8 jul. 2011

Mario Vargas Llosa - Santuario, el Santuario del mal





Según su propio testimonio, Faulkner escribió la primera versión de Santuario en tres semanas, en 1929, inmediatamente después de El sonido y la furia. La idea del libro, explicó en el prólogo a la segunda edición de la novela (1932), le pareció siempre «barata» pues la concibió con el único propósito de ganar dinero (hasta entonces sólo había escrito por «placer»). Su método fue «inventar la más horrible historia que pude imaginar», algo que una persona de Mississippi pudiera tomar por un tema a la moda. Horrorizado con el texto, su editor le hizo saber que no publicaría semejante libro ya que, de hacerlo, ambos irían a la cárcel.

Entonces Faulkner escribió, mientras trabajaba como fogonero, Mientras agonizo. Publicado ya este libro, recibió un día las pruebas de imprenta de Santuario que el editor había finalmente decidido publicar. Al releer su novela, Faulkner se dijo que, en efecto, era impresentable tal como estaba, y la sometió a numerosas supresiones y enmiendas, de manera que la versión que apareció en 1931 difería considerablemente de la original. (El cotejo de ambos textos se puede hacer en Gerald Langford, Faulkner's Revisión of Sanctuary, University of Texas Press, 1972, 126 págs.)

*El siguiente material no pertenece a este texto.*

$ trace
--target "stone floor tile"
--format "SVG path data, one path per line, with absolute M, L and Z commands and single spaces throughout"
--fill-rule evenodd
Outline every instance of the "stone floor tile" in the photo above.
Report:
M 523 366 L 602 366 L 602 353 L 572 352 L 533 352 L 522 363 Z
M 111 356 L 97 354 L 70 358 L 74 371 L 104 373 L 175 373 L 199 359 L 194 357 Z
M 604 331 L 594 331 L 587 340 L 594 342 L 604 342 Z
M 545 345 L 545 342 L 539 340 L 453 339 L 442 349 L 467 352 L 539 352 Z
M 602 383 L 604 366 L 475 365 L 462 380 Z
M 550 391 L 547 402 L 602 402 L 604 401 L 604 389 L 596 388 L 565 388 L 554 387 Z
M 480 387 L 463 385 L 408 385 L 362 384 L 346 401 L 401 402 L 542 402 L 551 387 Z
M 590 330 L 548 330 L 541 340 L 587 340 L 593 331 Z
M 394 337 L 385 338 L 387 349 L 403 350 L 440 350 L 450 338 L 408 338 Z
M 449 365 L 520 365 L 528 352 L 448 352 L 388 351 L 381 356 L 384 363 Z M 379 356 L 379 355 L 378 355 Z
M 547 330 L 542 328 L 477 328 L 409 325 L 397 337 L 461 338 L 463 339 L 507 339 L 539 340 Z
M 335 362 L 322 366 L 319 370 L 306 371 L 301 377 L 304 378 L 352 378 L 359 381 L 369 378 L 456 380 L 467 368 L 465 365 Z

La segunda versión no es menos «horrible» que la primera, pues las grandes truculencias de la historia se mantienen en ambas, con la excepción de los sentimientos discretamente incestuosos entre Horace y Narcissa Benbow, y Horace y su hijastra Little Belle, que en la primera son mucho más explícitos. La variante principal consiste en que el eje de la primera versión era Horace Benbow, en tanto que en la nueva Popeye y Temple Drake han crecido y relegado al abogado honesto y debilón a un segundo plano. En lo referente a la estructura, la versión original resultaba más nítida, pese a su enrevesamiento temporal, pues Horace era la perspectiva desde la cual se narraba casi toda la historia, en tanto que en la definitiva el relato salta continuamente de punto de vista, de capítulo a capítulo y, a veces, hasta dentro de un mismo párrafo.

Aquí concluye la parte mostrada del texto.